Cholangiocarcinoma. This well-differentiated tumor is composed of cells that resemble biliary epithelium growing in tubules and acini in a desmoplastic stroma.

Figure 17
figure 17

Cholangiocarcinoma. This poorly differentiated tumor is composed largely of infiltrating single cells in a desmoplastic stroma.

Figure 18
figure 18

Cholangiocarcinoma, positive mucicarmine stain. This poorly differentiated tumor has intracellular mucin in a number of tumor cells.

Differential Diagnosis

Metastatic adenocarcinoma, especially from foregut derived tissues (lung, esophagus, stomach, pancreas) is histologically indistinguishable from CC, and must be differentiated on clinical grounds. Hepatocellular carcinoma may grow in a pseudoglandular pattern, but unlike the true glands of CC, there is no mucin production by the cells lining the pseudoglands. Bile may be present in the pseudogland lumen, which is actually a dilated bile canaliculus that can be demonstrated immunohistochemically by a polyclonal CEA immunostain. Cells of CC show cytoplasmic staining for CEA and are usually strongly positive for cytokeratin (Figure 19) but negative for HepPar-1 (hepatocyte antigen).

Figure 19
figure 19

Cholangiocarcinoma, positive stain for pancytokeratin. The gland-forming tumor cells are strongly and diffusely positive.

Benign biliary lesions can be mistaken for CC, especially when there is inflammation, producing reactive atypia. Peribiliary glands, which are found around the major ducts can be quite atypical when there is inflammation and benign reactive ductular proliferation following inflammation and/or scarring can be extensive and sometimes cytologically atypical. Two types of hamartomatous lesions, the von Meyenburg complex (biliary microhamartoma) and peribiliary gland hamartomas (bile duct adenomas) can have considerable cytologic atypia when inflamed. Von Meyenburg complexes33 are typically adjacent to a portal area and consist of a fibrous stroma that contains irregularly shaped duct-like structures lined by a low cuboidal epithelium (Figure 20). The ducts are usually somewhat dilated, often U-shaped or branching, and they may contain proteinaceous or bile-stained secretions. The peribiliary gland hamartoma,34 also called bile duct adenoma, is a small, well-circumscribed mass composed of small acini and tubules set in fibrous stroma that may be loose and scanty, or dense and hyalinized (Figure 21). There is usually some inflammation, which occasionally is considerable, and normal portal tracts are often identified in the lesion.
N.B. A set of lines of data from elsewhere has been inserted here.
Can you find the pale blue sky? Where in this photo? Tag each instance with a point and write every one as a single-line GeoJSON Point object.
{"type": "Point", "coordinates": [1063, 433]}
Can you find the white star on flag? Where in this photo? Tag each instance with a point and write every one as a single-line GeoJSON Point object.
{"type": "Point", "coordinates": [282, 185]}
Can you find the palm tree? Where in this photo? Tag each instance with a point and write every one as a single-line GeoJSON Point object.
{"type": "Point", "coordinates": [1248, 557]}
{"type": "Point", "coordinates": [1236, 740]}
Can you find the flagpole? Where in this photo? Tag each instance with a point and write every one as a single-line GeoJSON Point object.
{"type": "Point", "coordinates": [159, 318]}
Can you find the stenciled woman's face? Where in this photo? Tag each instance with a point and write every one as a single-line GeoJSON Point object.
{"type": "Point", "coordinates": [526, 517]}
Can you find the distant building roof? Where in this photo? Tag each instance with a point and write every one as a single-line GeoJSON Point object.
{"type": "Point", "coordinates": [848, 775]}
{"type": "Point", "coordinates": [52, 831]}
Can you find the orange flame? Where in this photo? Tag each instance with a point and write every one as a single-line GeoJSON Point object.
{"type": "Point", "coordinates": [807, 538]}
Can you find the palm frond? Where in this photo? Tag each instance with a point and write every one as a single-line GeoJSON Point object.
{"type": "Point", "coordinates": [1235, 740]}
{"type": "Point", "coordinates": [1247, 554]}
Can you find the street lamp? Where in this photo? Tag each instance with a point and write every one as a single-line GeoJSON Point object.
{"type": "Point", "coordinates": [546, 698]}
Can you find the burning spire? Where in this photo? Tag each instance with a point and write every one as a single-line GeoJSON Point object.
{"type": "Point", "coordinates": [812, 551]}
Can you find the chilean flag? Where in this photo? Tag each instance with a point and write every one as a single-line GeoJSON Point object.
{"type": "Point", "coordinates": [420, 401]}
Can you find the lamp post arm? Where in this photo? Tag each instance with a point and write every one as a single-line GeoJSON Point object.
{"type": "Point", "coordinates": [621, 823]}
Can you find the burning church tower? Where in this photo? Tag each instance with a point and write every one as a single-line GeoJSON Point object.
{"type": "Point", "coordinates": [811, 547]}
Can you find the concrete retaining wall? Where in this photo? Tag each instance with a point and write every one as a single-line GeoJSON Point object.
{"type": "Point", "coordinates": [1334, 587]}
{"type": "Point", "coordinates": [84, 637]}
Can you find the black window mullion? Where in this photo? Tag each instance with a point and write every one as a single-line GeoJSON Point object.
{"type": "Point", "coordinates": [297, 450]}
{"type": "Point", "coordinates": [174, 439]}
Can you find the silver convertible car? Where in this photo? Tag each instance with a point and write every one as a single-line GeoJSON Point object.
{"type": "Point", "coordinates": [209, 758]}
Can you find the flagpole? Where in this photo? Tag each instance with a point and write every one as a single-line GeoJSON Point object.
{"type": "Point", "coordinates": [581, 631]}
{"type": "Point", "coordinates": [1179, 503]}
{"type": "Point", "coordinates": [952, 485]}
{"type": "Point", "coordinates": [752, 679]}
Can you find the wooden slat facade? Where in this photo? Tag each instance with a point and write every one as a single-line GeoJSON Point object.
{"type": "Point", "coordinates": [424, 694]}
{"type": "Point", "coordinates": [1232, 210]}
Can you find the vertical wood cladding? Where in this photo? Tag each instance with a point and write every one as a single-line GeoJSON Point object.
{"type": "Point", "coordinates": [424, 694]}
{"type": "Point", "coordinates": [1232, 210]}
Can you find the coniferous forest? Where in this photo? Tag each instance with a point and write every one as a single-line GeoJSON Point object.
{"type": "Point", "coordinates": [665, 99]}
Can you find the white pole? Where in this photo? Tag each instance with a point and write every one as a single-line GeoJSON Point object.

Histologic features that are helpful in distinguishing well-differentiated CC from the various benign biliary lesions are nuclear size variation and irregularity, mitoses, and cribriform growth pattern.

Figure 20
figure 20

Von Meyenburg complex or biliary microhamartoma. The lesion is composed of irregular duct-like structures lined by low cuboidal epithelium in a fibrous stroma adjacent to a portal area.

Figure 21
figure 21

Peribiliary gland hamartoma (also called bile duct adenoma). The lesion is subcapsular and well-circumscribed. It is composed of small acini and tubules in an inflamed fibrous stroma. Inset shows the benign glands at higher magnification.